Nkok au Gabon : la zone industrielle qui inspire le continent

À peine arrivé à Libreville, le nouvel ambassadeur du Tchad, Zakaria Fadoul Kittir Jr., a fait de la Zone d’Investissement Spéciale de Nkok sa première destination. Un choix qui en dit long sur l’attrait que suscite ce pôle industriel gabonais auprès des pays africains en quête de diversification économique.

Le diplomate tchadien a arpenté jeudi les allées de cette plateforme devenue, en quelques années, un modèle de transformation locale des ressources. Sa visite, bien plus qu’un simple geste protocolaire, témoigne de l’intérêt grandissant pour l’expérience gabonaise, confrontée aux mêmes défis que de nombreux États du continent : sortir de la dépendance aux matières premières et bâtir une industrie créatrice de richesses.

Le bois, moteur de la démonstration industrielle

La filière bois a constitué le cœur de cette immersion. L’ambassadeur a notamment observé les installations de Chanta Group, spécialisé dans le contreplaqué et les feuilles de placage, dont la production irrigue marchés africains et internationaux. Cette visite a permis à la délégation tchadienne de constater les fruits d’une politique engagée depuis plusieurs années : le Gabon, longtemps simple exportateur de grumes, impose désormais une logique de transformation sur place pour conserver une part majeure de la valeur ajoutée.

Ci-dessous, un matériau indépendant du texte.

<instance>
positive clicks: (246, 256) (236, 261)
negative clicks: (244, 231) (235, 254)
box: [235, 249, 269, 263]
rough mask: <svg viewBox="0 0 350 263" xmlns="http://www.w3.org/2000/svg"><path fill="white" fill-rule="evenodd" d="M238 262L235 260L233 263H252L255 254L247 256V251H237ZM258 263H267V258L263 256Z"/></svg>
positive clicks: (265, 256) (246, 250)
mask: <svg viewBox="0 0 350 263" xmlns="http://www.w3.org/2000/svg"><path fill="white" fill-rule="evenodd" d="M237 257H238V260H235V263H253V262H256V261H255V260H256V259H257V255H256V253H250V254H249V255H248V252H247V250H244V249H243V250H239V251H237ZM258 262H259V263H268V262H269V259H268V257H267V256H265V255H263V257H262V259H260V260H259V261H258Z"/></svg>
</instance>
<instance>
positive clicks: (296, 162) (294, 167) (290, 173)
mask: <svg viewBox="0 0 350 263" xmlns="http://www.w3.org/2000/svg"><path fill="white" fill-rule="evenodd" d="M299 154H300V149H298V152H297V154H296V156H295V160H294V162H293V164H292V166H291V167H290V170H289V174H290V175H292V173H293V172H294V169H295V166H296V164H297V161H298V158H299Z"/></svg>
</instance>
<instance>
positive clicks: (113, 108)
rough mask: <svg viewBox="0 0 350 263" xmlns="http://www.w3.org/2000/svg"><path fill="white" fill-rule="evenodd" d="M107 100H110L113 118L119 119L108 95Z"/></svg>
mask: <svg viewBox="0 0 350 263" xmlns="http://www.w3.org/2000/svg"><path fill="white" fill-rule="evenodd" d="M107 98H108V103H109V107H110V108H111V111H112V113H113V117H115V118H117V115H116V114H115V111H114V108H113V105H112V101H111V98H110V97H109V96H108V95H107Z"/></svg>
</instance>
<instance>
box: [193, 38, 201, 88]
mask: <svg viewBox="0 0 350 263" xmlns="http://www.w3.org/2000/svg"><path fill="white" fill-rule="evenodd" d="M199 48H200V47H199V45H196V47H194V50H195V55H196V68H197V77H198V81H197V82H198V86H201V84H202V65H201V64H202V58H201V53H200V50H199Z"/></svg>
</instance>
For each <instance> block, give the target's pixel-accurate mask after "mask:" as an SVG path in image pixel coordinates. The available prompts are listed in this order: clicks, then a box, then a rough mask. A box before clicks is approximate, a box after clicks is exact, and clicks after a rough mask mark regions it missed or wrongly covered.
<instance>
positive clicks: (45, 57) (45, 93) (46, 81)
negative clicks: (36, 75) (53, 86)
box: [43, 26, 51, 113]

Aujourd’hui, des dizaines d’unités industrielles à Nkok transforment le bois, génèrent des emplois qualifiés, favorisent les transferts de compétences et répondent aux standards mondiaux. Pour de nombreux experts, cette réussite figure parmi les plus abouties du continent en matière d’industrialisation fondée sur les ressources naturelles.

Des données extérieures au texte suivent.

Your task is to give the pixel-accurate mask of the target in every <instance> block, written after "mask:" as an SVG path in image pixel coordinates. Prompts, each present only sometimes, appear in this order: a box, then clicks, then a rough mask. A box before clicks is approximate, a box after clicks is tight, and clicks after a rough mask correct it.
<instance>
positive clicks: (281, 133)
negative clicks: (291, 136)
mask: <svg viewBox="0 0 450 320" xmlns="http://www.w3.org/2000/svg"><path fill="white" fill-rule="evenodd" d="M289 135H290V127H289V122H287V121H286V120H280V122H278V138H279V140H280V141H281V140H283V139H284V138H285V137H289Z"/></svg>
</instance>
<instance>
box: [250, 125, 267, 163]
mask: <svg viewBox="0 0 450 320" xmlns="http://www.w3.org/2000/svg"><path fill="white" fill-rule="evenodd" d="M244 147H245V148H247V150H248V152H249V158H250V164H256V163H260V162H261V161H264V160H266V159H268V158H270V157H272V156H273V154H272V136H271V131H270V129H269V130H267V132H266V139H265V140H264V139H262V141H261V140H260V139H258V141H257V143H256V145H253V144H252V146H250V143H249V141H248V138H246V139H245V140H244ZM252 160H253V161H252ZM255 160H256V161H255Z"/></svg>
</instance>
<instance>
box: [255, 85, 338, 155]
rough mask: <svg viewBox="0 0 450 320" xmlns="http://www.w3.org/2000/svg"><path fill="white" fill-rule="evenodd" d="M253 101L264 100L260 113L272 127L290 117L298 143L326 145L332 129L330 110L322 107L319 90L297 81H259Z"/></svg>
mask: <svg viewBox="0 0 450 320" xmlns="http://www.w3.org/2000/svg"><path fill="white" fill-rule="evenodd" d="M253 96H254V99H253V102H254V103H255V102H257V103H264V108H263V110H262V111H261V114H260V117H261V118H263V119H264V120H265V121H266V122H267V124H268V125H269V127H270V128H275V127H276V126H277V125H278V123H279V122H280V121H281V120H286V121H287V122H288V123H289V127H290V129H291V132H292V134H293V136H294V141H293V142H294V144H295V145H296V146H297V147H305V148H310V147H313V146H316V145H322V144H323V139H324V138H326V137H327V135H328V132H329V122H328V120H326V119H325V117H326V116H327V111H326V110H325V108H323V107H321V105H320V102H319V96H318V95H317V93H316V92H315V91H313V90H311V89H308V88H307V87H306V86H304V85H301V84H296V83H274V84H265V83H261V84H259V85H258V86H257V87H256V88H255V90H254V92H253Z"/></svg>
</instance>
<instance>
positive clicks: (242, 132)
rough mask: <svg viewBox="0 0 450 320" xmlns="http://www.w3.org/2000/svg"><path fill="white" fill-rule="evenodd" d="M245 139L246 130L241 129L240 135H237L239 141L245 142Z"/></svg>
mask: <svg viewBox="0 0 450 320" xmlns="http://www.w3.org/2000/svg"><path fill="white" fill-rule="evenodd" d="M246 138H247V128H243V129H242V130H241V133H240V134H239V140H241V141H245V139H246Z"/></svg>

Une vitrine de la diversification économique

La ZIS de Nkok ne se cantonne pas au bois. Véritable hub intégré, elle accueille des entreprises actives dans la métallurgie, les matériaux de construction, l’agro-industrie ou encore la transformation manufacturière. Cette concentration d’activités en fait un levier stratégique pour réduire la dépendance aux exportations brutes, dans un contexte mondial marqué par l’incertitude sur les marchés des matières premières.

L’intérêt du représentant tchadien illustre une tendance plus large : de plus en plus de pays africains cherchent à s’inspirer de modèles permettant de transformer localement leurs ressources, de développer des chaînes de valeur nationales et de renforcer leur souveraineté économique.

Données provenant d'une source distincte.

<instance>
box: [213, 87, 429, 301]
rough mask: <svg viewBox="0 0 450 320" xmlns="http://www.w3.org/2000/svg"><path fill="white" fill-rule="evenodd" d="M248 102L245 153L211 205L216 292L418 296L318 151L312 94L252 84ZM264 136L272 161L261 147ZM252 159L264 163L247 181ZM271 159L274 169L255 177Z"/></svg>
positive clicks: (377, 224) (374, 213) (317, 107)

Un outil d’influence pour le Gabon

Au-delà de ses performances, Nkok s’impose comme un instrument de rayonnement économique et diplomatique. Chaque visite officielle renforce son statut de vitrine du savoir-faire gabonais et d’aimant pour les investisseurs étrangers. Pour Libreville, cette reconnaissance valide une stratégie ambitieuse : faire du pays un pôle industriel régional, capable d’attirer capitaux, technologies et partenariats stratégiques.

La venue de l’ambassadeur tchadien s’inscrit dans un contexte où la coopération économique africaine prend une dimension nouvelle. Les échanges entre États portent désormais moins sur les matières premières que sur les modèles industriels, les expériences de transformation et les stratégies de création de valeur. En attirant l’attention des diplomates, investisseurs et décideurs du continent, Nkok confirme qu’elle n’est plus seulement un projet gabonais : elle devient une référence africaine pour repenser l’industrialisation et construire de nouvelles trajectoires de développement.